Shaq Thompson is an athletic freak.

In the three games I watched, he lined up at defensive end, outside linebacker, inside linebacker and slot corner (strong safety). At defensive end, he showed good hand use and technique running the arc. He looked even better in coverage, sticking to tight ends and slot receivers like glue.

It’s easy to see why Washington lists him as a linebacker, though, as he looks natural there. He sheds blockers well, maintains gap discipline and, looks like a running back on defense with the way he consistently meets running backs in the hole…violently.

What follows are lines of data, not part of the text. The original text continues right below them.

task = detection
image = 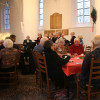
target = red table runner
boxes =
[62,57,83,76]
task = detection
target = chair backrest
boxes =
[33,51,38,68]
[89,55,100,86]
[85,46,92,54]
[36,52,48,77]
[36,52,49,86]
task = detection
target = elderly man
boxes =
[69,38,84,56]
[33,37,48,53]
[80,35,100,87]
[0,40,4,50]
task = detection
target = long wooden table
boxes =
[62,56,83,76]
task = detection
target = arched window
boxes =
[4,1,10,29]
[77,0,90,23]
[39,0,43,26]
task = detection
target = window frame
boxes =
[76,0,91,24]
[39,0,43,27]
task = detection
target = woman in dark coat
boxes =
[44,40,70,87]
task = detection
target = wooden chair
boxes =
[84,45,92,54]
[77,55,100,100]
[33,51,41,85]
[36,53,67,99]
[0,55,19,86]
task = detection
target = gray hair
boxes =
[40,37,48,45]
[3,39,13,48]
[92,35,100,45]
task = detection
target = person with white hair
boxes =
[79,35,100,88]
[69,38,84,56]
[78,35,83,45]
[33,37,48,53]
[0,39,19,70]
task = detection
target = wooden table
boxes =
[62,56,83,76]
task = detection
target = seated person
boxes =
[0,40,4,50]
[79,35,100,88]
[0,39,20,70]
[52,33,57,43]
[78,35,83,45]
[33,37,48,53]
[9,34,20,49]
[69,32,76,45]
[44,40,70,87]
[69,38,84,56]
[55,37,67,54]
[36,33,42,45]
[49,33,53,40]
[23,36,32,51]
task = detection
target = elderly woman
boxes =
[55,37,67,54]
[44,40,70,87]
[70,32,76,45]
[0,39,19,70]
[80,35,100,88]
[69,38,84,56]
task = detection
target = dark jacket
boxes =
[44,50,70,79]
[80,47,100,86]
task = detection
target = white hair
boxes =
[3,39,13,48]
[92,35,100,45]
[40,37,48,45]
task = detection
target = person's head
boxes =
[57,32,61,38]
[10,34,16,42]
[49,33,53,38]
[40,37,48,46]
[0,40,4,45]
[92,35,100,48]
[44,40,55,51]
[61,33,64,38]
[70,32,75,37]
[53,33,57,38]
[74,38,79,46]
[44,33,48,38]
[26,36,30,40]
[3,39,13,48]
[78,35,83,39]
[38,33,42,38]
[57,38,65,48]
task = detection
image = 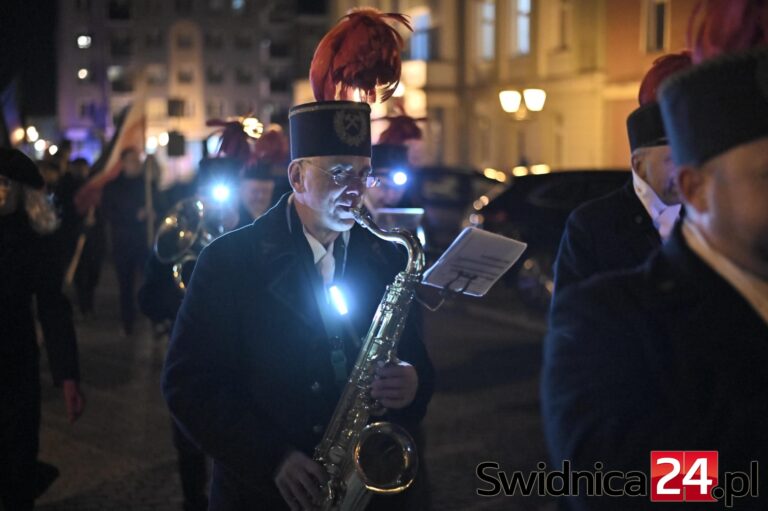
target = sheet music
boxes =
[422,227,528,297]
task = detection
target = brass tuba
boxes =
[154,197,216,292]
[314,209,424,511]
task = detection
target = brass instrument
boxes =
[154,197,218,292]
[314,209,424,511]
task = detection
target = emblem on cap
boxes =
[333,110,368,147]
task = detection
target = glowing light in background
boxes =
[392,170,408,186]
[328,286,349,316]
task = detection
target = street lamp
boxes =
[499,89,547,167]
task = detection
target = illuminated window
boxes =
[77,34,92,50]
[477,0,496,60]
[645,0,669,53]
[410,12,431,60]
[509,0,531,57]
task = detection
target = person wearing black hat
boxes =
[554,52,691,294]
[163,9,433,510]
[0,148,83,511]
[542,17,768,510]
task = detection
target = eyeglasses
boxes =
[302,160,380,188]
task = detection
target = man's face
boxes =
[291,156,371,232]
[120,151,141,177]
[240,179,275,218]
[0,176,21,216]
[681,137,768,280]
[635,145,680,206]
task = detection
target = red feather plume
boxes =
[688,0,768,64]
[206,119,251,162]
[638,50,693,106]
[309,7,413,102]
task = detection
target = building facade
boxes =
[57,0,328,170]
[331,0,696,172]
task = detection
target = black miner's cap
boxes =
[0,147,44,189]
[627,102,669,151]
[288,101,371,160]
[659,48,768,166]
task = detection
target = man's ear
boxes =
[288,160,304,193]
[677,165,709,213]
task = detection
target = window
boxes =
[146,64,168,87]
[555,0,571,51]
[205,98,226,119]
[205,66,224,85]
[176,34,195,50]
[477,0,496,60]
[409,12,432,60]
[109,33,133,57]
[645,0,669,53]
[144,28,163,49]
[205,32,224,50]
[235,34,253,50]
[109,0,131,20]
[235,67,253,85]
[77,34,93,50]
[509,0,531,57]
[174,0,192,14]
[176,69,195,84]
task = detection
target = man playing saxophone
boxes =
[163,10,433,510]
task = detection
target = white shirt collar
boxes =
[632,170,681,240]
[683,219,768,323]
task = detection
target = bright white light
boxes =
[212,185,230,202]
[27,126,40,142]
[328,286,349,316]
[523,89,547,112]
[392,170,408,186]
[499,90,523,114]
[77,35,91,50]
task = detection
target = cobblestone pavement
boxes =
[37,266,554,511]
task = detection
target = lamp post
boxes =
[499,89,547,166]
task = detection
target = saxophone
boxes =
[314,207,424,511]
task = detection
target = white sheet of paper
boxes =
[422,227,528,296]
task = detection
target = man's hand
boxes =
[275,451,328,511]
[61,380,85,423]
[371,361,419,410]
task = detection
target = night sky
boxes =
[0,0,57,116]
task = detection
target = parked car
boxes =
[474,170,631,312]
[403,166,504,256]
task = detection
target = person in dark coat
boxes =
[542,42,768,510]
[0,148,83,511]
[101,147,150,335]
[163,98,433,510]
[554,52,691,294]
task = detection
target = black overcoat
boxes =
[555,179,661,294]
[163,196,433,509]
[542,224,768,510]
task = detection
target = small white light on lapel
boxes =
[328,286,349,316]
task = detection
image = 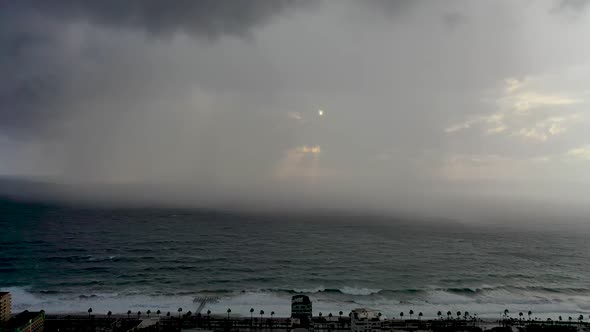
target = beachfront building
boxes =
[291,295,313,327]
[291,295,312,320]
[0,310,45,332]
[350,309,384,332]
[0,292,12,324]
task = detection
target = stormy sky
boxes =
[0,0,590,217]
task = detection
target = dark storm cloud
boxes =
[0,0,309,136]
[9,0,309,37]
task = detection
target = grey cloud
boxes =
[8,0,309,37]
[0,0,309,137]
[557,0,590,11]
[0,0,587,215]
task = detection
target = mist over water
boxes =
[0,202,590,318]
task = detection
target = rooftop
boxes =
[291,295,311,304]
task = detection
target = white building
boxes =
[350,309,385,332]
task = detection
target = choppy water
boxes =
[0,202,590,317]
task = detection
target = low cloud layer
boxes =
[0,0,590,219]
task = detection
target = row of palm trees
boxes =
[88,308,590,323]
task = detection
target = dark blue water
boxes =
[0,202,590,317]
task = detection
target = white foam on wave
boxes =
[340,287,381,295]
[0,287,590,319]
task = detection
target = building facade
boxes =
[350,309,384,332]
[0,310,45,332]
[291,295,313,327]
[0,292,12,323]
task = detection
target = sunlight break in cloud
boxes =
[445,78,584,142]
[566,145,590,161]
[275,145,322,179]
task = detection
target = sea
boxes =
[0,201,590,319]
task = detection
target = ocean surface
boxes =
[0,202,590,318]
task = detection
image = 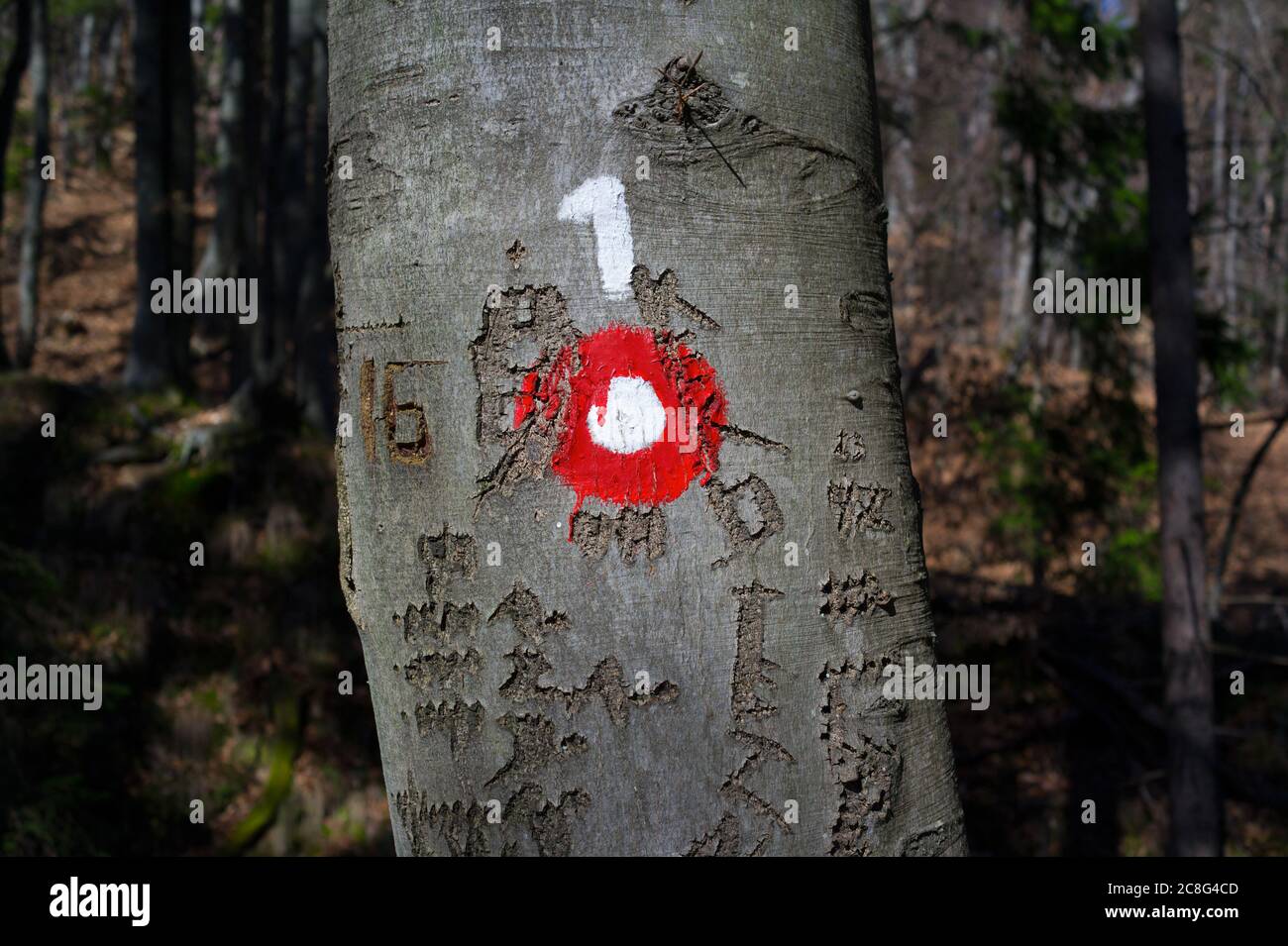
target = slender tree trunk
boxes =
[164,3,197,379]
[1140,0,1221,856]
[17,0,49,368]
[0,0,31,368]
[330,0,965,855]
[125,0,179,390]
[295,0,336,430]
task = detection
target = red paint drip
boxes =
[514,324,726,541]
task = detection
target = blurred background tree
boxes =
[0,0,1288,855]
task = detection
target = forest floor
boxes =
[0,158,1288,855]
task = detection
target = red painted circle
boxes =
[514,324,728,517]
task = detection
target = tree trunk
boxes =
[1140,0,1221,856]
[0,0,31,368]
[164,3,197,378]
[125,0,180,390]
[295,0,336,431]
[330,0,965,855]
[17,0,49,368]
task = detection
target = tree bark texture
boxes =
[1140,0,1221,856]
[330,0,965,855]
[17,0,49,368]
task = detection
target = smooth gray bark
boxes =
[330,0,965,855]
[1140,0,1221,856]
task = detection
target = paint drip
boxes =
[514,324,728,539]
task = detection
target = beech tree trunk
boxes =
[1140,0,1221,856]
[330,0,965,855]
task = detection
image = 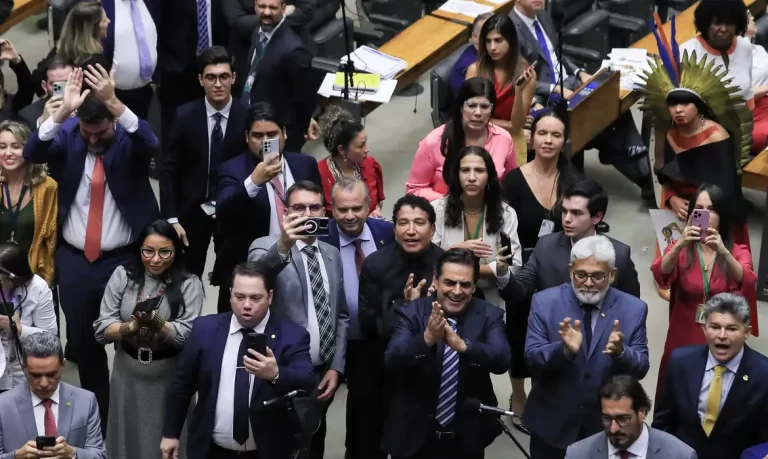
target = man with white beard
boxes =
[523,236,648,459]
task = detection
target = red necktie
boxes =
[42,398,56,438]
[83,155,107,263]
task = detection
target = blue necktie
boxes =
[435,319,459,427]
[533,21,557,84]
[232,328,252,445]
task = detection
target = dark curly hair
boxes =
[445,145,504,234]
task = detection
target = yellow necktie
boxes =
[703,365,726,436]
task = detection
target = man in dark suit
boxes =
[523,236,649,459]
[381,248,511,459]
[242,0,317,152]
[320,177,395,459]
[501,178,640,304]
[653,293,768,459]
[24,66,159,432]
[160,263,316,459]
[159,46,247,278]
[212,103,320,312]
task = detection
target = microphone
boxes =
[464,398,517,417]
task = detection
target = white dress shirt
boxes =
[698,348,744,424]
[243,157,296,237]
[112,0,158,90]
[29,386,59,437]
[38,107,139,252]
[211,310,269,451]
[608,423,650,459]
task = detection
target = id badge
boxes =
[539,218,555,237]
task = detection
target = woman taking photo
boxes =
[317,105,384,218]
[467,14,536,164]
[0,242,58,392]
[432,146,523,309]
[405,78,517,201]
[502,112,576,428]
[93,220,203,459]
[0,121,59,285]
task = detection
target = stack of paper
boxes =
[341,46,408,80]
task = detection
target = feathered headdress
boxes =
[639,14,752,171]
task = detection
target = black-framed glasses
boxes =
[141,247,173,260]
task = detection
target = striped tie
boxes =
[197,0,211,55]
[435,319,459,427]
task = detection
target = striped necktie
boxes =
[435,319,459,427]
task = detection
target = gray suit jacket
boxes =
[248,236,349,374]
[0,381,106,459]
[565,427,697,459]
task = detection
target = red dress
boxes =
[317,155,384,215]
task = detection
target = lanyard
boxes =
[3,183,27,242]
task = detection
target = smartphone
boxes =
[248,332,267,355]
[35,436,56,449]
[298,217,329,236]
[691,209,709,241]
[515,60,539,86]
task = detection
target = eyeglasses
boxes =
[573,271,608,283]
[141,247,173,260]
[290,204,324,214]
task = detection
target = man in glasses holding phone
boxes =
[248,181,349,459]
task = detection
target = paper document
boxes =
[438,0,493,18]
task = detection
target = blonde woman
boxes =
[0,121,59,285]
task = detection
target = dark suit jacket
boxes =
[213,152,320,282]
[509,9,579,97]
[501,231,640,304]
[159,98,248,218]
[653,344,768,459]
[381,296,511,457]
[24,118,160,238]
[163,312,316,459]
[249,23,317,133]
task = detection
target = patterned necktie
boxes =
[208,112,224,196]
[435,319,459,427]
[302,245,333,363]
[83,155,107,263]
[131,0,155,81]
[702,365,726,436]
[197,0,211,55]
[533,21,557,84]
[42,398,56,437]
[232,328,252,445]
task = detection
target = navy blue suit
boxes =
[653,344,768,459]
[163,312,316,459]
[381,296,512,458]
[212,152,321,311]
[24,118,160,435]
[523,283,649,457]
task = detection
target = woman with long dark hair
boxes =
[0,242,58,392]
[432,146,523,308]
[405,78,517,201]
[93,220,203,459]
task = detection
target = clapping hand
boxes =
[603,320,624,357]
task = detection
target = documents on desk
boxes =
[341,46,408,80]
[438,0,496,18]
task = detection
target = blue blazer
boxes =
[24,118,160,239]
[163,312,316,459]
[319,218,395,250]
[653,344,768,459]
[523,283,649,449]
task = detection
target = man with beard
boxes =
[565,375,696,459]
[523,236,649,459]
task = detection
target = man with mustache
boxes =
[523,236,649,459]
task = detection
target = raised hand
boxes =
[603,320,624,357]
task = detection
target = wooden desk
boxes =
[0,0,48,34]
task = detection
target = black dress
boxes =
[502,168,563,378]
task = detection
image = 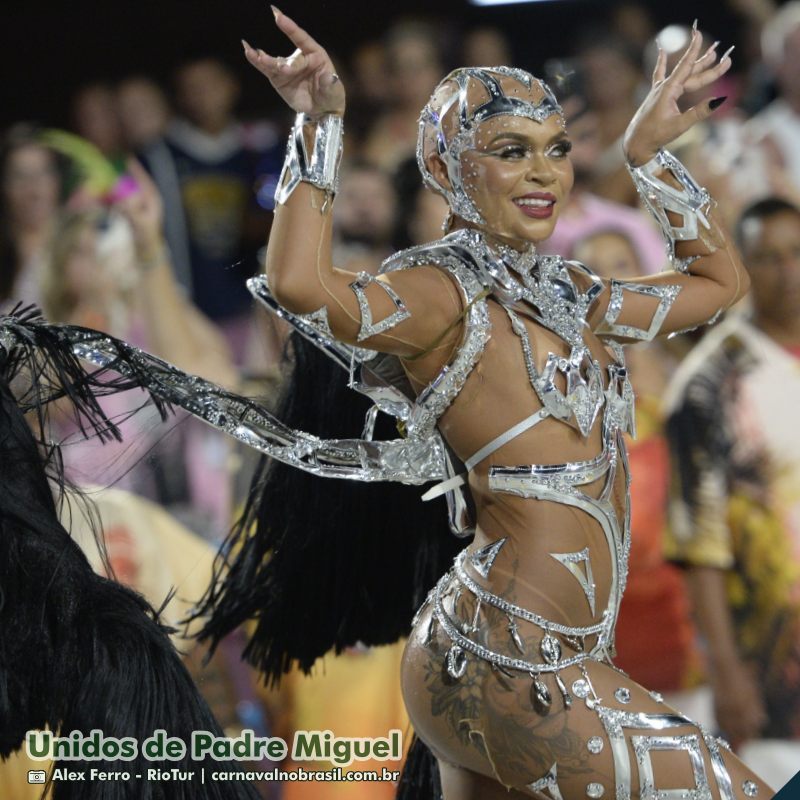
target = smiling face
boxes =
[419,68,573,249]
[461,115,573,246]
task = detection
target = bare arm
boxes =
[119,160,238,388]
[245,12,461,356]
[591,31,750,339]
[687,567,767,747]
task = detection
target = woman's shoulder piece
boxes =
[379,230,490,298]
[556,256,604,302]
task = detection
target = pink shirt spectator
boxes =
[538,192,667,273]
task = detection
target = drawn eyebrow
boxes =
[487,131,570,147]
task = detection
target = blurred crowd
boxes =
[0,0,800,800]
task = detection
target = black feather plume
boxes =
[0,310,258,800]
[198,334,466,681]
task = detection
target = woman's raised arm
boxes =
[243,7,461,356]
[589,27,750,339]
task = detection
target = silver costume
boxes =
[0,68,758,800]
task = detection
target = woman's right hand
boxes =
[242,6,345,117]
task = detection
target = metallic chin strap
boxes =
[417,67,563,225]
[275,114,343,205]
[628,150,714,272]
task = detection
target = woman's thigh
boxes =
[403,608,772,800]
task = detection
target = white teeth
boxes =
[514,197,555,208]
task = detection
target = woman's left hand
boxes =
[622,30,731,166]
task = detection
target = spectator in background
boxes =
[611,0,655,53]
[72,83,125,167]
[117,76,192,294]
[539,98,667,273]
[459,25,516,67]
[667,198,800,786]
[333,163,397,272]
[345,40,391,148]
[577,29,643,206]
[167,53,263,361]
[394,158,450,249]
[362,22,444,172]
[0,124,63,309]
[42,163,237,530]
[573,228,713,724]
[116,75,172,153]
[750,0,800,190]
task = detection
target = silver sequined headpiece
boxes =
[417,67,563,225]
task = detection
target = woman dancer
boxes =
[244,10,770,800]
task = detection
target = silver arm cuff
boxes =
[275,114,344,205]
[628,150,714,272]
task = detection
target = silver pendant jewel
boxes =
[445,644,467,680]
[531,672,553,717]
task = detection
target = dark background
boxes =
[0,0,748,126]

Speaking of running back, the team that drafts Thompson could always move him there if he doesn’t work out on defense. A top recruit at the position out of high school, he started two games on offense for Washington last season, topping 100 rushing yards in each and averaging 7.5 yards per carry. With his size, vision, agility and instincts, it’s not a stretch to say he’s worth a first-round pick as a runner.


The only real problem with Thompson is that he’s kind of a man without a position. Traditionally speaking, he’s too big to be a safety and too small to be a linebacker.

Thompson’s primary strength might also be a weakness. He can do so many things well, but there’s a chance that his versatility might have cost him reps at any position.

Basically, Thompson might not be ready to step in and play any position on Day 1 and he risks losing athleticism by adding weight that coaches might require.

Verdict: First Rounder

I can't wait to see what happens with Thompson. An innovative coach will make him a star, but a coach that tries to fit this square peg into a round hole might run him into the ground. He resembles Carolina's Thomas Davis at linebacker, Seattle's Kam Chancellor at safety and Georgia running back Todd Gurley at times too.

Ultimately, I think Thompson's best role in the NFL will be as a three-down defender who plays safety in larger packages and linebacker in smaller ones. Rod Marinelli is creative enough to use this unique playmaker correctly, and he makes a lot of sense in Dallas at No. 27.